There's a Sister for That



Tonight I packed two little lunches into specially chosen Tinkerbell lunchboxes. Made sure each was the perfect mixture of health and unhealth (already fallen for the Halloween treats, to be counterbalanced with extra carrots). Tucked two little girls with hair still damp from their bath into bed. Confirmed that yes, they would indeed like to match outfits tomorrow, and endured the gruesome process of choosing which outfits would suffice. Tasted the cough syrup from London's goodnight kiss all the way down the stairs. Even more potent than a kick of grape splash came the thought: will they remember to save dessert for last? Before I reached the last step I knew the answer: nutrition, the least of my worries. Every mom knows lunchboxes always come back with the child, providing perfect evidence of peanut butter and jelly corpses or lack thereof. It's what I am unable to inspect I worry about.
I can't believe you are already old enough for your first day at Pre-K.
Separated for the first time since birth. I wonder if the first few moments in separate classrooms will not be unlike the moments, fresh from birth, in separate incubators.
We thrive together.
Yesterday in the car you both asked me if you could stay four forever, and I think it had something to do with this separation.

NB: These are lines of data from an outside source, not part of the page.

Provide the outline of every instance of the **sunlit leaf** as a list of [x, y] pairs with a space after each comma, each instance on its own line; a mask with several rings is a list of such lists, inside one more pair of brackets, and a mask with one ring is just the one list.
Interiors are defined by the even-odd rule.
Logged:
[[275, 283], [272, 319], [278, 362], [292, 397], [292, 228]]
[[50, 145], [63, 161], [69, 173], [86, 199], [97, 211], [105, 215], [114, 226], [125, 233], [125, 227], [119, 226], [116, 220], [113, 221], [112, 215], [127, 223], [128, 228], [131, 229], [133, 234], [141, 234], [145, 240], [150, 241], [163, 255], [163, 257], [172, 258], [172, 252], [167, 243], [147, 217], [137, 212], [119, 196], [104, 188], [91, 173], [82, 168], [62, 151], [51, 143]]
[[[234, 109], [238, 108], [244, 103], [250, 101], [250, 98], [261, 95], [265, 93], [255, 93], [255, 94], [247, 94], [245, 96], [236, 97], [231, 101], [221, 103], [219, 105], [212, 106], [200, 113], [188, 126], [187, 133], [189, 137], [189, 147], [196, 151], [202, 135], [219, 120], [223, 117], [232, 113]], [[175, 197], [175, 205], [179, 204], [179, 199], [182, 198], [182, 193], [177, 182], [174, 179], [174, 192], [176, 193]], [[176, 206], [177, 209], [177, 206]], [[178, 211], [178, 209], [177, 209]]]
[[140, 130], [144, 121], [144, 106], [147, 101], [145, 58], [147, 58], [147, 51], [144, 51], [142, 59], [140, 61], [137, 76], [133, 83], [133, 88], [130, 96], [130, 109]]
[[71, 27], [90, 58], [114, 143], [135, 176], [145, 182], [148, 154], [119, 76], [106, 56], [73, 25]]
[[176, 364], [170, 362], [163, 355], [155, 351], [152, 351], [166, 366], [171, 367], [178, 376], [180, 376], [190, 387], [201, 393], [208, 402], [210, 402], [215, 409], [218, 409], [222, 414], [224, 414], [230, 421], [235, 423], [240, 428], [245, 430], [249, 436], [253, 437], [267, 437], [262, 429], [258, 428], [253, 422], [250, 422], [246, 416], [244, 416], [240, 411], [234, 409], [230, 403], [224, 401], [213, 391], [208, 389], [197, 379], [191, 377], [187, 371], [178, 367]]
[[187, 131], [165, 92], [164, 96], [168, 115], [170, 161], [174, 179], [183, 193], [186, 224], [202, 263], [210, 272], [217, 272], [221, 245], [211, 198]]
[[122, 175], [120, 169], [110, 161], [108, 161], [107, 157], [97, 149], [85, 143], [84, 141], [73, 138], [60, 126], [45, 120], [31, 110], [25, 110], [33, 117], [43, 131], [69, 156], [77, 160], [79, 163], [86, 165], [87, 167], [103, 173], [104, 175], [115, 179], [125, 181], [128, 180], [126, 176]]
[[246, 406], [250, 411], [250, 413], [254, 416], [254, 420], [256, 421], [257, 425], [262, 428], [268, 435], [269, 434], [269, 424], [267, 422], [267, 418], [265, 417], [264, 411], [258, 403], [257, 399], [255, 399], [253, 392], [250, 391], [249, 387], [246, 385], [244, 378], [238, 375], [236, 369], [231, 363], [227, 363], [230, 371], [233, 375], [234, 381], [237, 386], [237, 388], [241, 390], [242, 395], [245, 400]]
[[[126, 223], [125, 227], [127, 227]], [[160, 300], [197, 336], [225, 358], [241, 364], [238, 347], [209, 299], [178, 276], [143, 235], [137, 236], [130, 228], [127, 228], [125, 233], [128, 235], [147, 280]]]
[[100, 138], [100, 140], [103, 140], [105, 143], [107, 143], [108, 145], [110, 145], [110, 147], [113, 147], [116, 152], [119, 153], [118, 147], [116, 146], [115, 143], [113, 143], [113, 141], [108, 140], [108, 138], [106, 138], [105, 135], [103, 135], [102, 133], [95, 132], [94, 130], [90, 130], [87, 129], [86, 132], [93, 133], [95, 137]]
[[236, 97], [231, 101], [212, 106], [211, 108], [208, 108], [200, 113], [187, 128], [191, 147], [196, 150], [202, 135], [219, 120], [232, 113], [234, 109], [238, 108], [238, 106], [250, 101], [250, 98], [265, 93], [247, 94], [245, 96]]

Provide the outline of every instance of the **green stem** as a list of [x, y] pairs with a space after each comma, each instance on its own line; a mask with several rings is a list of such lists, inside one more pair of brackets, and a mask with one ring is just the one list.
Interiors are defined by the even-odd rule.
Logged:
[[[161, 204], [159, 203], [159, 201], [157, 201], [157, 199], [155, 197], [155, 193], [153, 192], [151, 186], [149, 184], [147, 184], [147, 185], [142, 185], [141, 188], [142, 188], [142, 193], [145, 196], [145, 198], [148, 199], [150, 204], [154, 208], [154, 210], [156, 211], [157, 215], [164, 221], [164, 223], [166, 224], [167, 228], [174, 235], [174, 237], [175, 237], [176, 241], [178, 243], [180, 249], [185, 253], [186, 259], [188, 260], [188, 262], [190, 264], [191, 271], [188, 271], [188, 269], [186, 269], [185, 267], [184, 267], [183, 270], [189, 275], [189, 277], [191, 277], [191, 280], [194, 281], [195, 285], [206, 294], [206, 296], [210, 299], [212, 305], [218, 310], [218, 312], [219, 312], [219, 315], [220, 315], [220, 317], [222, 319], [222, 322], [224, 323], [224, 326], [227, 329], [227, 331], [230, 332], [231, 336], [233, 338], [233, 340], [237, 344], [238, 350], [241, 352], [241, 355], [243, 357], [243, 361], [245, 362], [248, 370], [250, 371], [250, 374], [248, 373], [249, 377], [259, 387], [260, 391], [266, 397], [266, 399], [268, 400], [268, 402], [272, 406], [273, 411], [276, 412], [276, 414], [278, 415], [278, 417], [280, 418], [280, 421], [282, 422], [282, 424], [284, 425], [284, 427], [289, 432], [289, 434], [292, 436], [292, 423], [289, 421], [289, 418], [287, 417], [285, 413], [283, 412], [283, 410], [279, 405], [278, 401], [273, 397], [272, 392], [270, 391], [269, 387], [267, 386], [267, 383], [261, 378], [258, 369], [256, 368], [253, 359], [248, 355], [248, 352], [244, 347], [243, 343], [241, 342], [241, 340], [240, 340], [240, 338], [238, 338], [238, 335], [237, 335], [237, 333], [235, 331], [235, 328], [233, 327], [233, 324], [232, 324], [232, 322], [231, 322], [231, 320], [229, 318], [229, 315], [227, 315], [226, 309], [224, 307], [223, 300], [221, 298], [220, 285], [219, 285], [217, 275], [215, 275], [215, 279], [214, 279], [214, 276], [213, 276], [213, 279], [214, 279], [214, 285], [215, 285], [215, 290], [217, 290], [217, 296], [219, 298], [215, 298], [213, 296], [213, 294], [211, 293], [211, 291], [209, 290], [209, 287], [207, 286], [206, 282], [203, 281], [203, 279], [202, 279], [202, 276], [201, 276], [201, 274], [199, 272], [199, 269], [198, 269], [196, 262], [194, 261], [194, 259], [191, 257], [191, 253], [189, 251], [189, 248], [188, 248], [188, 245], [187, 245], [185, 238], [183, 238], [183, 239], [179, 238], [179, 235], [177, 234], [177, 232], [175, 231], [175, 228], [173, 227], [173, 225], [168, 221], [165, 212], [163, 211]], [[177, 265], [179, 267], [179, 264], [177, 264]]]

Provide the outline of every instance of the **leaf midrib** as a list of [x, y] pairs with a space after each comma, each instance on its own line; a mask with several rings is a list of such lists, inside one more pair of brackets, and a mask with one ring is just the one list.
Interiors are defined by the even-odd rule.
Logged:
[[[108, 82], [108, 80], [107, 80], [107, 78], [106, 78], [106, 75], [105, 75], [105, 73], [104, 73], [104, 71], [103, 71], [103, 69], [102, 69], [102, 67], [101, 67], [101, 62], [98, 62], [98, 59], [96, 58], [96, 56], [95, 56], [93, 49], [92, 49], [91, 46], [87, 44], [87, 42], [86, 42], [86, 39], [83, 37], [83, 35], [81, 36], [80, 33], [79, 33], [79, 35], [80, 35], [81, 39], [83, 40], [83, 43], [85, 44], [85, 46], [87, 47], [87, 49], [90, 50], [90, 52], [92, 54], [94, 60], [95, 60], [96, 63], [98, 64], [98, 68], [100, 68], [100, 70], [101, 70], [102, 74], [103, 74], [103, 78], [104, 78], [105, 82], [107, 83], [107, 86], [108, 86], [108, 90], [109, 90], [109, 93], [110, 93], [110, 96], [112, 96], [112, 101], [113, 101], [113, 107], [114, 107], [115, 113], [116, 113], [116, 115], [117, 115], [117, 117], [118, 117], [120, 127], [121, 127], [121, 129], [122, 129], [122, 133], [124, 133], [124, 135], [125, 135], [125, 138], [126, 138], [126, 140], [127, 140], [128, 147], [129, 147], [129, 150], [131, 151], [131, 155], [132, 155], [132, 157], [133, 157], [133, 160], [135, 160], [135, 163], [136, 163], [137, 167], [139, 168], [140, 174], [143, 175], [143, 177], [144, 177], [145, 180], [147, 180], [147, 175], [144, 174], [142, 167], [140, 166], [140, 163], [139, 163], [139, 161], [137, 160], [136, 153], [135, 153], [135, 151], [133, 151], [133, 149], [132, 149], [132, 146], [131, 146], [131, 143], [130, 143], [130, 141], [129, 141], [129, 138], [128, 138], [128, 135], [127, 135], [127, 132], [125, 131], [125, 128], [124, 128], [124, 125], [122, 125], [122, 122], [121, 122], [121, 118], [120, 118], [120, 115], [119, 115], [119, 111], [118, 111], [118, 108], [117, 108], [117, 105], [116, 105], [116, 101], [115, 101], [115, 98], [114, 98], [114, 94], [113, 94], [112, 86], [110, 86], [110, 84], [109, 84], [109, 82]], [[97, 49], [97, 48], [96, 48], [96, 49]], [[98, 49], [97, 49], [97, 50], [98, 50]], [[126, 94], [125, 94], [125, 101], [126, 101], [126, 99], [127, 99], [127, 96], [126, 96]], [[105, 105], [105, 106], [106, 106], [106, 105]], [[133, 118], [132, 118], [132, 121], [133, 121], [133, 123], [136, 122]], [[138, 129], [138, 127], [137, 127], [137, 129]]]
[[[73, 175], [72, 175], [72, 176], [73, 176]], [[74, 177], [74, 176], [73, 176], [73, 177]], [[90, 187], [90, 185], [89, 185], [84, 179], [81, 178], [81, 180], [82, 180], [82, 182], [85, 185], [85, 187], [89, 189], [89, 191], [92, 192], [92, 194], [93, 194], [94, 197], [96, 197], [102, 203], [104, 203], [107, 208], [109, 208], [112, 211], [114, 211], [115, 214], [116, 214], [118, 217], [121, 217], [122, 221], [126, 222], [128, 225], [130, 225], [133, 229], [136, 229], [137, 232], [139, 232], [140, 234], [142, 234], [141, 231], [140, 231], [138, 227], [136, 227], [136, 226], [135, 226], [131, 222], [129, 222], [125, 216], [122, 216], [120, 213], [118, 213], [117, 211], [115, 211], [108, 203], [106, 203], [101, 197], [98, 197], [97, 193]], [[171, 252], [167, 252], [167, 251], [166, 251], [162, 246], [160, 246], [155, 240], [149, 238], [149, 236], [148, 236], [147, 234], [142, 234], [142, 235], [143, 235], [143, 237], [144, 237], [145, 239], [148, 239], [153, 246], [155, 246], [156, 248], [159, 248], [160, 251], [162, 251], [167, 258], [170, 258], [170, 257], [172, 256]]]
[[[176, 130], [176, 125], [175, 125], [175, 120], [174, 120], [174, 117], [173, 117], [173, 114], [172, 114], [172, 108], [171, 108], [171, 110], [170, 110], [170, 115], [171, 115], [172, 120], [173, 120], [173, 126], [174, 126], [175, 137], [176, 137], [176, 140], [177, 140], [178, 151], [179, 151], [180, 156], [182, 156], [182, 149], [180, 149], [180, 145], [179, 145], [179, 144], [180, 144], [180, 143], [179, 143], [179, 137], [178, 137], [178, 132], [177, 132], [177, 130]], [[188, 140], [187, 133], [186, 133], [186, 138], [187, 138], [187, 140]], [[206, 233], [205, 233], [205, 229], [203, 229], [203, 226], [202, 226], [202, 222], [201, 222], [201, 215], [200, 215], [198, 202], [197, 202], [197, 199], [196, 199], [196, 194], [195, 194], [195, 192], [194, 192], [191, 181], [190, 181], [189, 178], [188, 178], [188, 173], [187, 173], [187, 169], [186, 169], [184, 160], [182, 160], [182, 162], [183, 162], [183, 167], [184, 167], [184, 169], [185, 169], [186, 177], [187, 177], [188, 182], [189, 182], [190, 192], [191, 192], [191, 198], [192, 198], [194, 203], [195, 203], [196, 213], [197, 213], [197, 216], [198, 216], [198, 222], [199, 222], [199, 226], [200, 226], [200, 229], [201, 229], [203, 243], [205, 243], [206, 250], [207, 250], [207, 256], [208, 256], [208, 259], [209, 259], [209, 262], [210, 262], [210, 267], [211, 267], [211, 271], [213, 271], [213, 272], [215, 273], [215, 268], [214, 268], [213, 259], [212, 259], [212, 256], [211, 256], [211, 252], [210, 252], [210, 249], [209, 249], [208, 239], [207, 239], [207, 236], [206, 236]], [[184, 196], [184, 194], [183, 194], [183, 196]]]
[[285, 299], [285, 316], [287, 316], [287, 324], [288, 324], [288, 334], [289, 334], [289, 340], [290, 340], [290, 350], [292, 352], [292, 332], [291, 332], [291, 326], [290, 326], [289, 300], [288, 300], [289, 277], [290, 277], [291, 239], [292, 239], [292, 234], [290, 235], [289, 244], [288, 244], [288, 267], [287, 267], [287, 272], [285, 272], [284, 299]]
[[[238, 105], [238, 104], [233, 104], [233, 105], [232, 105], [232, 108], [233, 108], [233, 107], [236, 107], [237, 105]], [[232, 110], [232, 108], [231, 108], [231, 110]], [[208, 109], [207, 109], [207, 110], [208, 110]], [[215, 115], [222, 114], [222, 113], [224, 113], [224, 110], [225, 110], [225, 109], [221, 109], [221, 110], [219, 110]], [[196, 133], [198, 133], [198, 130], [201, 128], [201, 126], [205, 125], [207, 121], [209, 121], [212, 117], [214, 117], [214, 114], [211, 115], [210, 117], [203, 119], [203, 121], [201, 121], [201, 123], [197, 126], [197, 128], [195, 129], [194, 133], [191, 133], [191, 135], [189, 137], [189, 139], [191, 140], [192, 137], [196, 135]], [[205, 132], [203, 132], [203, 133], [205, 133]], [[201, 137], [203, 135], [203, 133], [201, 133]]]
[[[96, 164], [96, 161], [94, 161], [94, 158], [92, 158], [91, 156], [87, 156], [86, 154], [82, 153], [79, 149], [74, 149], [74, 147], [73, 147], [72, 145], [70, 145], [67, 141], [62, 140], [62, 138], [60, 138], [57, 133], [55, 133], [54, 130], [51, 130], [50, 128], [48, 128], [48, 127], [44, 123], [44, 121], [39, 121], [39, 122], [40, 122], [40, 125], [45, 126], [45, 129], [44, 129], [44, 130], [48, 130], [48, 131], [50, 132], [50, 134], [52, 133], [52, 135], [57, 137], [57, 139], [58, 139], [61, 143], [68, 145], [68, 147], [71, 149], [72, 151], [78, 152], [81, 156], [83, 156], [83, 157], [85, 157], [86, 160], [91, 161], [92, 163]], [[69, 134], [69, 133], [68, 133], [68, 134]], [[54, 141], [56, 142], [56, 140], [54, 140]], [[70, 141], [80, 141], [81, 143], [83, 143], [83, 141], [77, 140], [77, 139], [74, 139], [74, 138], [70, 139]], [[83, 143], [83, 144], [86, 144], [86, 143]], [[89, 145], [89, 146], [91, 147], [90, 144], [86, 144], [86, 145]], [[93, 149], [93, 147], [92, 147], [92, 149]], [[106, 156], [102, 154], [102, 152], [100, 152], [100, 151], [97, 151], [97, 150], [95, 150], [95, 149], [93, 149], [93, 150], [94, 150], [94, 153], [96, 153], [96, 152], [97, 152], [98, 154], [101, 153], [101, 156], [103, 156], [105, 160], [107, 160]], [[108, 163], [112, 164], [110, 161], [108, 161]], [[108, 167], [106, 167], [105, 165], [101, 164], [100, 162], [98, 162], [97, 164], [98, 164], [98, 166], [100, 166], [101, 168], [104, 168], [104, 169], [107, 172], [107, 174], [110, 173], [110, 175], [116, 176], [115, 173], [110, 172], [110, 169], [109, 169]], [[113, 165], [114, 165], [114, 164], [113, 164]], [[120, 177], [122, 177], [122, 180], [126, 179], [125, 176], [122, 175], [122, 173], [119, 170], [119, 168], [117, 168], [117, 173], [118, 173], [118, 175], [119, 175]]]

Surely if we work together we could indeed take the battery out of the clock that pushes time forward. I love that your logic works that way. My words of comfort are instead, a sharp dose of reality that bursts what hope I had attempted to inflate. You'll see each other at recess, you'll have twice the friends, you'll have lots to talk about...
and while I was at it, I wondered what other words of advice I should send with their lunches.
Don't put your mouth on the drinking fountain.
Remember who you are.
Don't worry what anybody else thinks.

And finally, in a post-dinner pre-bath moment of watching one headlock her sister and attempt to rip her hair out for the second time today, realized we have entered the setting in which these wrestling moves may -finally- come in handy.

Kick the mean boys in the shins.

I zipped up the polka dot backpacks and put them by the door.